Aarish Ramesh
Aarish Ramesh

Reputation: 7023

Hash or Sorted set in redis?

I have an use case in my website wherein i am required to store user specific day to day statistics in the form like

user:1 {field1: value, field2: value, field3: value}

The above representation goes for n users Currently I have implemented it using sorted sets with fields representing value of the sorted set and value representing score. I am also setting a per day expiry on these keys.

Considering the overhead of individual key creation and expiry when number of users turn out to be large, i am thinking of an alternate representation like below using hashes considering its advantages like the following

Map of field1 <user_id, value> 
Map of field2 <user_id, value>
Map of field3 <user_id, value>
Also a map for expiry <user_id, last_updated_time>

I am confused whether to persist with the existing implementation or implement the use-case with hashes. Can someone please help?

Upvotes: 2

Views: 5104

Answers (1)

Pascal Le Merrer
Pascal Le Merrer

Reputation: 5981

If you don't need to sort the fields by value, using a sorted set is probably not the best solution for your problem. Using a hash for storing a user field values is definitely more idiomatic.

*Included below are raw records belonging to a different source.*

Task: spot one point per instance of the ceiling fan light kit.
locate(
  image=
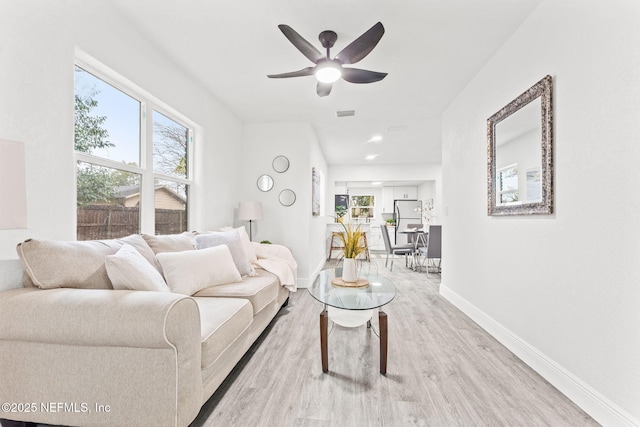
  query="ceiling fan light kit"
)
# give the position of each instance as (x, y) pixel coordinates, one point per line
(328, 70)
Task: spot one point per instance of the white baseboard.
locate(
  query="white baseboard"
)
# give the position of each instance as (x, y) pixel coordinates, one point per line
(590, 400)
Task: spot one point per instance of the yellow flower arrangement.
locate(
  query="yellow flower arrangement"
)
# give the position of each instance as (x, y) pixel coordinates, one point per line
(352, 241)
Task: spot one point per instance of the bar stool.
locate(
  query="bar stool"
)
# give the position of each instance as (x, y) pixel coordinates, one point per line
(335, 243)
(366, 246)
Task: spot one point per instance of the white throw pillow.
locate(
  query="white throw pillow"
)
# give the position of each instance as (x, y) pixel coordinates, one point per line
(128, 269)
(188, 272)
(233, 242)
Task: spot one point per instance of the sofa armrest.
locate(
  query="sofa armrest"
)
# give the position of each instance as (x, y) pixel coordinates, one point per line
(96, 317)
(137, 352)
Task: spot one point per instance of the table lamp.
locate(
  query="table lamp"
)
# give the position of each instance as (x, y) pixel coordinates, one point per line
(249, 211)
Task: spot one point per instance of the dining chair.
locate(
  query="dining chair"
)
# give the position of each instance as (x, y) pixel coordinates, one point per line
(411, 238)
(394, 250)
(433, 248)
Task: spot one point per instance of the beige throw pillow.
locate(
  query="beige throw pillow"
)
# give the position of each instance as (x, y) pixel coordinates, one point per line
(188, 272)
(170, 242)
(141, 245)
(233, 242)
(67, 264)
(128, 269)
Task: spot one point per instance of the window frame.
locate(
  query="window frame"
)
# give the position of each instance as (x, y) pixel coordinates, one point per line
(148, 104)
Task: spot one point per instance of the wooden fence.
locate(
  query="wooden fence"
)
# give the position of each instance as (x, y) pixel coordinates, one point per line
(97, 222)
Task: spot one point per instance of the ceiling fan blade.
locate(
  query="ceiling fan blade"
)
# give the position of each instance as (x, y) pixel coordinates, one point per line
(301, 44)
(361, 46)
(324, 89)
(356, 75)
(300, 73)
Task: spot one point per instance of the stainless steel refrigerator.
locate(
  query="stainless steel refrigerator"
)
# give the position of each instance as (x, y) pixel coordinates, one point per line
(406, 212)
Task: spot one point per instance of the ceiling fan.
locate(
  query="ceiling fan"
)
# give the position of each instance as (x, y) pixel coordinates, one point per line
(328, 70)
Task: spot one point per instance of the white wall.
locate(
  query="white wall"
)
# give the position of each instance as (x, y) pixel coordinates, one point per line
(559, 290)
(39, 39)
(292, 226)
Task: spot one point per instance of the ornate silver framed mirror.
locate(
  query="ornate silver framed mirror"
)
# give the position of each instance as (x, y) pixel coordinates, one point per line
(287, 197)
(280, 164)
(264, 183)
(520, 154)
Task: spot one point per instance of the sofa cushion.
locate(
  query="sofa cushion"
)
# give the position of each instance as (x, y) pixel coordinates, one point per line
(234, 243)
(222, 321)
(260, 290)
(67, 264)
(128, 269)
(187, 272)
(170, 242)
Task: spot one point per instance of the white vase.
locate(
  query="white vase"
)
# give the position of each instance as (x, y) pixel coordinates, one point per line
(349, 270)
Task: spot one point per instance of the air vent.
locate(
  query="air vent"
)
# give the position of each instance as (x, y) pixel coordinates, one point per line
(346, 113)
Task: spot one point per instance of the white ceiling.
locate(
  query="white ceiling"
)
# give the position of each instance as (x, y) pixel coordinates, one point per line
(431, 50)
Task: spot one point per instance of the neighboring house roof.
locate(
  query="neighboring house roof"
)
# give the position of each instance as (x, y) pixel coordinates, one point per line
(130, 191)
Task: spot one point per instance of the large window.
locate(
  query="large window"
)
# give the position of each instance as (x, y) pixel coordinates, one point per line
(133, 167)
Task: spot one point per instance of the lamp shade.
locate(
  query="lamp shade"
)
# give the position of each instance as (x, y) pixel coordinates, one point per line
(248, 211)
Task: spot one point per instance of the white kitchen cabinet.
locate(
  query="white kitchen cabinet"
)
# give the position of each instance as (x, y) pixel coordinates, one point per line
(387, 199)
(374, 239)
(405, 193)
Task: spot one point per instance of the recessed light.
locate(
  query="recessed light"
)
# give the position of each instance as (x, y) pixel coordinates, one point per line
(346, 113)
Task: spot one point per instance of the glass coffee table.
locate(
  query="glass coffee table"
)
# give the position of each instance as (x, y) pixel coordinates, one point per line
(351, 307)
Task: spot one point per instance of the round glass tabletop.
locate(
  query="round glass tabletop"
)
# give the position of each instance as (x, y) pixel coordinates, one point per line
(378, 292)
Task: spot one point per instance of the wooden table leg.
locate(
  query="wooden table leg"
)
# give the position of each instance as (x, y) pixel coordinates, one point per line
(382, 320)
(324, 336)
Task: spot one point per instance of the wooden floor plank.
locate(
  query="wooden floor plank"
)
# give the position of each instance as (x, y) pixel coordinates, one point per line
(443, 370)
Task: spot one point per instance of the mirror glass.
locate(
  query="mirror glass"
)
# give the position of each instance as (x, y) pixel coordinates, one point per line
(287, 197)
(519, 161)
(265, 183)
(280, 164)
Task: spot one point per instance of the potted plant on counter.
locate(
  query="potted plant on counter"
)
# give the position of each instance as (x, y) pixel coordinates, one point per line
(352, 240)
(340, 212)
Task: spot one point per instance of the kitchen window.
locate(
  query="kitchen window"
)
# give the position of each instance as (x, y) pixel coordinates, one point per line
(362, 208)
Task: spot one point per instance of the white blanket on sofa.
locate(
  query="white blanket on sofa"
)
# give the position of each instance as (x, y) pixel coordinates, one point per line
(277, 259)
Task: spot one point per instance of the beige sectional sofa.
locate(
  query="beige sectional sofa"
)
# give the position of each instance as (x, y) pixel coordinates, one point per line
(99, 356)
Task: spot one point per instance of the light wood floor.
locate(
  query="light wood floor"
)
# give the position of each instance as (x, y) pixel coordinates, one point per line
(443, 370)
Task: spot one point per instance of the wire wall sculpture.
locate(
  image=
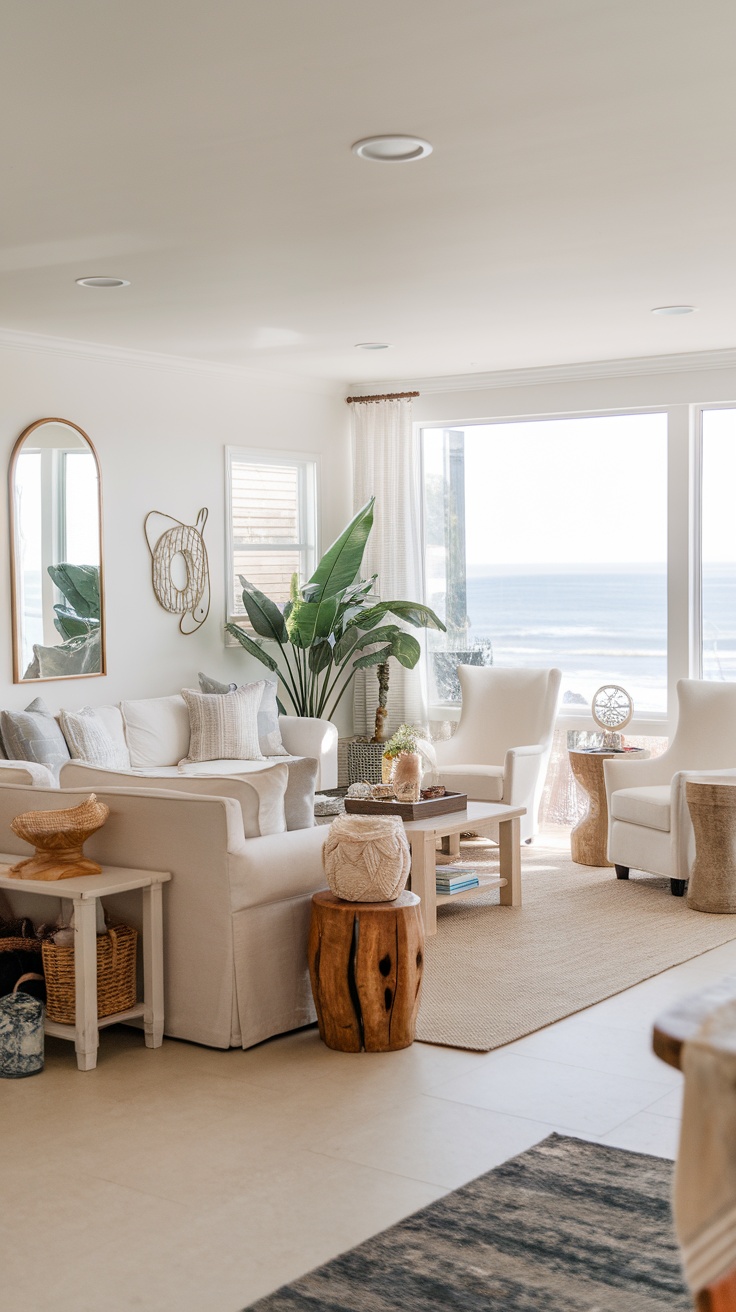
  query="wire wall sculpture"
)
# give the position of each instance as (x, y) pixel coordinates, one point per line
(171, 541)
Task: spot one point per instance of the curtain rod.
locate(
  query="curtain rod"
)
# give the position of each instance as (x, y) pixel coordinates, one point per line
(385, 396)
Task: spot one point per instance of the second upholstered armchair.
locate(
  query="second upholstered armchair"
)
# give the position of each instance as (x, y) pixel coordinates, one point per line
(503, 741)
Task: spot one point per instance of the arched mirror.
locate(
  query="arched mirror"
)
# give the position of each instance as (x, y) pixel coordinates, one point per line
(57, 554)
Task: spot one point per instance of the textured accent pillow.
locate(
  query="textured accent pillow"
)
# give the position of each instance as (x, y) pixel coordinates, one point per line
(156, 730)
(223, 726)
(89, 740)
(269, 732)
(33, 735)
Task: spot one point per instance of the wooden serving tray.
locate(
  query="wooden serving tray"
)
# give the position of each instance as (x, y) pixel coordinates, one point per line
(407, 810)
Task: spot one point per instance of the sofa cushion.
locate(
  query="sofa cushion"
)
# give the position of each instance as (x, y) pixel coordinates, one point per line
(480, 782)
(156, 731)
(644, 806)
(223, 726)
(89, 739)
(33, 735)
(260, 794)
(269, 732)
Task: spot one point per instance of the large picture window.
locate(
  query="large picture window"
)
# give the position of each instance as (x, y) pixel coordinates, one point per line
(718, 545)
(546, 545)
(272, 524)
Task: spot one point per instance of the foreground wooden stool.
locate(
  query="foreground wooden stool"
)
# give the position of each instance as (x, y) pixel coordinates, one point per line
(365, 964)
(672, 1030)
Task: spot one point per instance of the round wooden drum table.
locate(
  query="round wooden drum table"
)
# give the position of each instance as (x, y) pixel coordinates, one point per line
(713, 879)
(588, 841)
(365, 966)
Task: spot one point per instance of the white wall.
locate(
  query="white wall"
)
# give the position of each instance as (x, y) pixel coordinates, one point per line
(160, 429)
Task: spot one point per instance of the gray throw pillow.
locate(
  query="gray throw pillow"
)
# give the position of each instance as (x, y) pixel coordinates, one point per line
(269, 732)
(33, 735)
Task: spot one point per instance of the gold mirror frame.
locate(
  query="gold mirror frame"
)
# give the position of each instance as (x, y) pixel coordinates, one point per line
(16, 618)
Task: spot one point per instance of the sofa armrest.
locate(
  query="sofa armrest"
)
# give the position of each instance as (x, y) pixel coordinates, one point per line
(635, 774)
(305, 735)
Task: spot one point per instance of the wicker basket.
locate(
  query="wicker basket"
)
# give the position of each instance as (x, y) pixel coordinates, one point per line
(116, 975)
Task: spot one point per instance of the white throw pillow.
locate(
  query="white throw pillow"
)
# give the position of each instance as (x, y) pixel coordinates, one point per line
(88, 739)
(269, 731)
(156, 730)
(223, 726)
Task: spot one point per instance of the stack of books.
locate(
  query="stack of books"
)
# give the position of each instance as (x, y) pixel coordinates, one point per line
(454, 879)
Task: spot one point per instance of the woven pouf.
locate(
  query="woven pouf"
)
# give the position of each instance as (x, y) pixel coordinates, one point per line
(366, 858)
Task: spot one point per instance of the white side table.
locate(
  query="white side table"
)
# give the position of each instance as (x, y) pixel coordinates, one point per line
(83, 891)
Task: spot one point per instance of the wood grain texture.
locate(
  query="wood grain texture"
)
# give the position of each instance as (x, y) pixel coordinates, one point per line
(366, 962)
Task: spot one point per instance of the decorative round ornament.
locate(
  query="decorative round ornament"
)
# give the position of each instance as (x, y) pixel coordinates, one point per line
(612, 707)
(366, 858)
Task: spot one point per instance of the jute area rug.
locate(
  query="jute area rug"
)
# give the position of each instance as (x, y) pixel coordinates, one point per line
(493, 974)
(566, 1227)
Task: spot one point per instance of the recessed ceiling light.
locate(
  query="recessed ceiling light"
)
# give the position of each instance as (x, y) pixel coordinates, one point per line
(392, 148)
(102, 282)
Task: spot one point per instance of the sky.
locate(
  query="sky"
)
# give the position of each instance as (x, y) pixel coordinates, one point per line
(585, 491)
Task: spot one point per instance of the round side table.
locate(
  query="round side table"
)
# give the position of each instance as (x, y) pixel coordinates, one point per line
(713, 879)
(365, 964)
(588, 841)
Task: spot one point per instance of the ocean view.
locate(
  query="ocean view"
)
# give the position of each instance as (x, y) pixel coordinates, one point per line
(598, 626)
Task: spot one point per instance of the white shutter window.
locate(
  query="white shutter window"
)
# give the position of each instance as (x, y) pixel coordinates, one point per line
(272, 518)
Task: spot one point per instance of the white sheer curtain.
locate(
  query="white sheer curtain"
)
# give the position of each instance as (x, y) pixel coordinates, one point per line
(386, 466)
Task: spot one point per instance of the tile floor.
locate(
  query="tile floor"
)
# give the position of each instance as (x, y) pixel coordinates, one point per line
(196, 1180)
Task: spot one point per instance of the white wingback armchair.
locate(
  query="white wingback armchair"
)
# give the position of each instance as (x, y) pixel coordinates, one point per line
(650, 825)
(503, 741)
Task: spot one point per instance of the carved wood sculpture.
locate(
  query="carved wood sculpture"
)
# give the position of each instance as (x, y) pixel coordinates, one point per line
(58, 837)
(366, 963)
(172, 541)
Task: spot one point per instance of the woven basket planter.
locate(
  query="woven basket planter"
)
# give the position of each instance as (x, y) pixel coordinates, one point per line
(116, 975)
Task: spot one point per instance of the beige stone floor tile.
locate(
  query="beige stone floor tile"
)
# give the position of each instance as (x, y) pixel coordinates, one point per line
(598, 1048)
(427, 1138)
(570, 1097)
(227, 1256)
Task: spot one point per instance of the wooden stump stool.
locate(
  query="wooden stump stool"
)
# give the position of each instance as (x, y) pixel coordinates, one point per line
(713, 879)
(365, 964)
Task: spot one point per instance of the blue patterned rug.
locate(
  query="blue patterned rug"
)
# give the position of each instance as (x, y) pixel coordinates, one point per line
(566, 1227)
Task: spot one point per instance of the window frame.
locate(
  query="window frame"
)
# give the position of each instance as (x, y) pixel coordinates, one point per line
(682, 424)
(308, 512)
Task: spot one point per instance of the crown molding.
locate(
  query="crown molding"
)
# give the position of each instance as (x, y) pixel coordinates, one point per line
(160, 362)
(694, 361)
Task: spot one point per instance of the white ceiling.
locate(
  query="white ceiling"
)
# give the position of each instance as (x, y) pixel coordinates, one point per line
(583, 172)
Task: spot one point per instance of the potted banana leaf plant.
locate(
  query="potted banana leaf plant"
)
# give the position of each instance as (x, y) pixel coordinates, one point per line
(329, 629)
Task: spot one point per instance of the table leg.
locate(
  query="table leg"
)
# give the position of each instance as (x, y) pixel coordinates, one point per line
(152, 966)
(424, 877)
(87, 1038)
(509, 854)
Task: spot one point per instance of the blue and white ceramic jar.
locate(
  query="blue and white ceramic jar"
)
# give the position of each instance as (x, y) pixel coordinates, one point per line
(21, 1035)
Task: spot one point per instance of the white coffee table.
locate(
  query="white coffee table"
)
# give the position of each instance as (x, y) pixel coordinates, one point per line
(84, 890)
(423, 836)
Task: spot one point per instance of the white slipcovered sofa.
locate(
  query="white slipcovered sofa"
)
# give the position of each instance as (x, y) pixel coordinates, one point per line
(235, 912)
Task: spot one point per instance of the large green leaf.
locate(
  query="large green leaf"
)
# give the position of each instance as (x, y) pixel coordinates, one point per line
(312, 621)
(263, 613)
(411, 612)
(80, 585)
(406, 648)
(252, 647)
(320, 656)
(341, 562)
(345, 644)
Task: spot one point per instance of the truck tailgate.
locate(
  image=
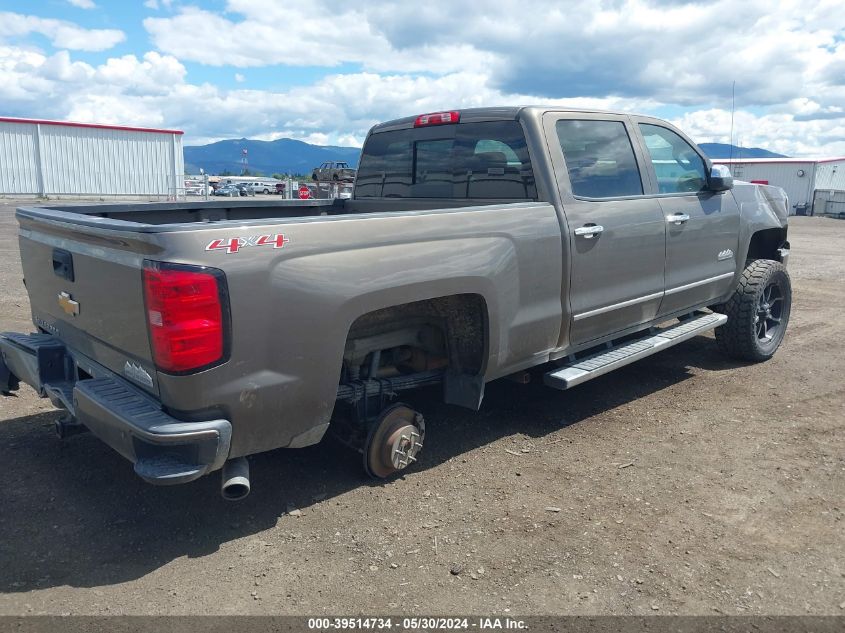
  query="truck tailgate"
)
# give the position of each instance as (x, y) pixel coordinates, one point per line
(85, 287)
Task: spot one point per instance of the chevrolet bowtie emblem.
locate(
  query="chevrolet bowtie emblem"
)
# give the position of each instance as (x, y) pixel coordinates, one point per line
(67, 304)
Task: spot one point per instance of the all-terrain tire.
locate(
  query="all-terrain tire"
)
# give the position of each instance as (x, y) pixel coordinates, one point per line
(758, 312)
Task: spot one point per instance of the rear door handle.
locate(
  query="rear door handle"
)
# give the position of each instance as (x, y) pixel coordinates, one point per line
(589, 231)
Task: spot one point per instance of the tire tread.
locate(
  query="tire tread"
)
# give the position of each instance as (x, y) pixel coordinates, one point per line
(737, 338)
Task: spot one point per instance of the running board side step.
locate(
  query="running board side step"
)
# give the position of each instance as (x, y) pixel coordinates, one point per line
(581, 370)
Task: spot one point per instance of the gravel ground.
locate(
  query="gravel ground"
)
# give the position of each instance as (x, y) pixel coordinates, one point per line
(684, 483)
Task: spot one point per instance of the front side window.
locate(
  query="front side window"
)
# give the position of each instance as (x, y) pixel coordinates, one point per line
(678, 166)
(599, 158)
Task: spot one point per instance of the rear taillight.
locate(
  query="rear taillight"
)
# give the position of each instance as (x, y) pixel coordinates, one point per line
(437, 118)
(187, 316)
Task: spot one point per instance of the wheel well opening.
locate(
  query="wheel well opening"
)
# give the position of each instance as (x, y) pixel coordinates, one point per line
(444, 332)
(765, 244)
(448, 335)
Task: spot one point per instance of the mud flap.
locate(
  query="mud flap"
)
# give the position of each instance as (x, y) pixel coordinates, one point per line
(8, 381)
(463, 390)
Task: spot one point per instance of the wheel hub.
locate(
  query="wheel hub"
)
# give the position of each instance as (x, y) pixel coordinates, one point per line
(394, 441)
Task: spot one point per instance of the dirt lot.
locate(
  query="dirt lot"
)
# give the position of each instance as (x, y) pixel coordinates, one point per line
(686, 484)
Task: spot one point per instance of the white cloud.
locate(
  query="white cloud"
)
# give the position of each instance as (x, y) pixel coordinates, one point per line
(61, 34)
(637, 55)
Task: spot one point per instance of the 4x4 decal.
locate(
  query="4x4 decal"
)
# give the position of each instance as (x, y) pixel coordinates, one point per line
(234, 244)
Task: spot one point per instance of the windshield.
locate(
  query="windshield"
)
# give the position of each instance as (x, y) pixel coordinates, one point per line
(487, 160)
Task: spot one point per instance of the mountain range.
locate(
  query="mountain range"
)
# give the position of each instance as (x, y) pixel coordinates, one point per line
(724, 150)
(282, 156)
(288, 156)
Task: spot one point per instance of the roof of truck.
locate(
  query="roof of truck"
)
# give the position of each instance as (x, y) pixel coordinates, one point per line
(494, 113)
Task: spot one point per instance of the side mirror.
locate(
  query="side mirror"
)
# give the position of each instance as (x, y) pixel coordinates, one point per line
(720, 178)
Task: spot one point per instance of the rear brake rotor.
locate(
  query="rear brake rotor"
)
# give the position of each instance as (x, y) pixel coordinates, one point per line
(394, 441)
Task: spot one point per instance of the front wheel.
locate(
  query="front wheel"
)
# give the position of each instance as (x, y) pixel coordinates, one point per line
(758, 312)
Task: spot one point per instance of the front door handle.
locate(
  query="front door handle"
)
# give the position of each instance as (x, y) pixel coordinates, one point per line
(589, 231)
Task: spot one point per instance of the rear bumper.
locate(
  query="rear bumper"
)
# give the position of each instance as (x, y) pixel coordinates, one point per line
(163, 449)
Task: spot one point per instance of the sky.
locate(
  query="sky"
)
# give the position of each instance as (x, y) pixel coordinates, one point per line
(325, 71)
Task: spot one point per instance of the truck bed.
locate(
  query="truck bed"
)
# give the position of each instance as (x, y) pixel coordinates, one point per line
(155, 217)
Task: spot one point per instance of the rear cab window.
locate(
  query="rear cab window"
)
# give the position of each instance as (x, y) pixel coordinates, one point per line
(479, 160)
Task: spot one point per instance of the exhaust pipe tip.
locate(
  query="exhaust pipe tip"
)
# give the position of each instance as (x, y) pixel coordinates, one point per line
(67, 427)
(235, 483)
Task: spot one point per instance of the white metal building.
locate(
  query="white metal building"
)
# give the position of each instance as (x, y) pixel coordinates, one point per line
(58, 158)
(801, 178)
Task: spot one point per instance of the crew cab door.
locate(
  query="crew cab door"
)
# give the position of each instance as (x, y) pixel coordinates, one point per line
(616, 232)
(702, 227)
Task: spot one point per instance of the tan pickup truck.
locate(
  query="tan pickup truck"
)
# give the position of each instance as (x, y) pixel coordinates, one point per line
(478, 244)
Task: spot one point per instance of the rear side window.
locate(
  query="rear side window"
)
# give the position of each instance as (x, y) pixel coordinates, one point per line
(600, 159)
(678, 167)
(487, 160)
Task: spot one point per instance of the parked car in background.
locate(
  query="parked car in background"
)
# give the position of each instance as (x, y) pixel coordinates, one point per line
(227, 190)
(334, 170)
(263, 186)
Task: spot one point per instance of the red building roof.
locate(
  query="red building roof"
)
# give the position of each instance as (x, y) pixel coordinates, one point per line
(124, 128)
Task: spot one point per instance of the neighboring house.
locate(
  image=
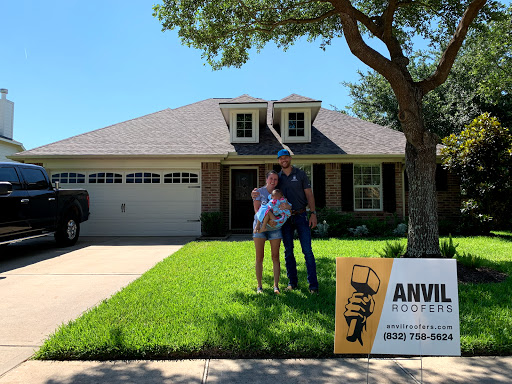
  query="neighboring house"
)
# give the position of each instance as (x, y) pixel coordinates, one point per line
(7, 145)
(155, 174)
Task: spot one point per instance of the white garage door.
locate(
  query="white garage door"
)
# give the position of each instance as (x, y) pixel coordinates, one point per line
(142, 203)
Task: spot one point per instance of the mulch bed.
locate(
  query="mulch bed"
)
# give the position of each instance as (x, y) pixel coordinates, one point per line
(480, 275)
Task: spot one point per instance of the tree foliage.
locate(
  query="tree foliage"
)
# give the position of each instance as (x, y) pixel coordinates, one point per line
(227, 30)
(482, 156)
(480, 81)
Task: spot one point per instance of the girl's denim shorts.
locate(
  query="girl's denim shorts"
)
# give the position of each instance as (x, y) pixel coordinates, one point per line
(269, 235)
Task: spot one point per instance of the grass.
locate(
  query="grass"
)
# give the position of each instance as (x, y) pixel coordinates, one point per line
(201, 302)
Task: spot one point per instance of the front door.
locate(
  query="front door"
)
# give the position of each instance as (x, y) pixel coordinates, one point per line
(243, 181)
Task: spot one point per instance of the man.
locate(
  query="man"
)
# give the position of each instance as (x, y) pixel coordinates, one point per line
(296, 187)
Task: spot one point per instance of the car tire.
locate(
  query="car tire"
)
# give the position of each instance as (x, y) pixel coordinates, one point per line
(68, 231)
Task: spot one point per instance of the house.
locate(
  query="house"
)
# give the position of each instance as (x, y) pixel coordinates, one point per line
(7, 145)
(154, 175)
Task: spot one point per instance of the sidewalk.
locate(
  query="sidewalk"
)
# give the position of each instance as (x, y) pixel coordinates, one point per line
(435, 370)
(40, 283)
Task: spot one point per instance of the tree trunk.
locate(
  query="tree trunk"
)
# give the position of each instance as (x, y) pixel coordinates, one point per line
(420, 163)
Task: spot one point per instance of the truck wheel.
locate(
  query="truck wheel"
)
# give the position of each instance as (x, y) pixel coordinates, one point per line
(68, 231)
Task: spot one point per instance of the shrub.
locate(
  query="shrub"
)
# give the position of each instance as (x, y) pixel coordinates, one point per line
(212, 223)
(392, 250)
(448, 250)
(322, 229)
(400, 230)
(339, 223)
(377, 227)
(359, 231)
(469, 260)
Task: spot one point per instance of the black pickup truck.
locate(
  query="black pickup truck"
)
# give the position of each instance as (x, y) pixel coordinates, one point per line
(31, 207)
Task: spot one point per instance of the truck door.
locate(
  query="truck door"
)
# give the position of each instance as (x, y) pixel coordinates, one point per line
(13, 205)
(42, 204)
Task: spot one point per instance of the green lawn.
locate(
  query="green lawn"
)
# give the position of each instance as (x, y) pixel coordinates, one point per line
(201, 302)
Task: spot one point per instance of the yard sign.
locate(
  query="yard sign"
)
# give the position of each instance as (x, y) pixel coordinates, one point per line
(397, 306)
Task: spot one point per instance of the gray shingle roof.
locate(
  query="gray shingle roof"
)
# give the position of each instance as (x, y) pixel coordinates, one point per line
(294, 98)
(200, 129)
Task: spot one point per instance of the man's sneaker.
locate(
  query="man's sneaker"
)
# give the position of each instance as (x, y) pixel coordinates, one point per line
(291, 287)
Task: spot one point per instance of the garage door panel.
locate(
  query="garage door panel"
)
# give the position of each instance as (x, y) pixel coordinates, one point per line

hmset user:1 field1 value1 field2 value2 field3 value3

A sorted set could be used to store the expiry dates. The key is the user id, the value the unix timestamp of the expiration date. For user:1 the expiration date will be set to 1234567890 by a command like:

zadd expirations 1 1234567890

It would allow you to get the list of expired keys for the current time in one operation, using ZRANGEBYSCORE

UPDATE

You could use simple keys to store your data:

SET user:1:field1 value1
SET user:1:field2 value2
SET user:1:field3 value3

It would allow you to let Redis taking care of expiration: EXPIRE user:1:field1 EXPIRE user:1:field2 EXPIRE user:1:field3

Redis algorithm for deleting expired keys wont introduce any noticeable delay. It's certainly better to use it than implementing your own. Look at EXPIRE documentation if you need more details.

You could also use EXPIREAT if you want to specify the expiration date instead of a duration.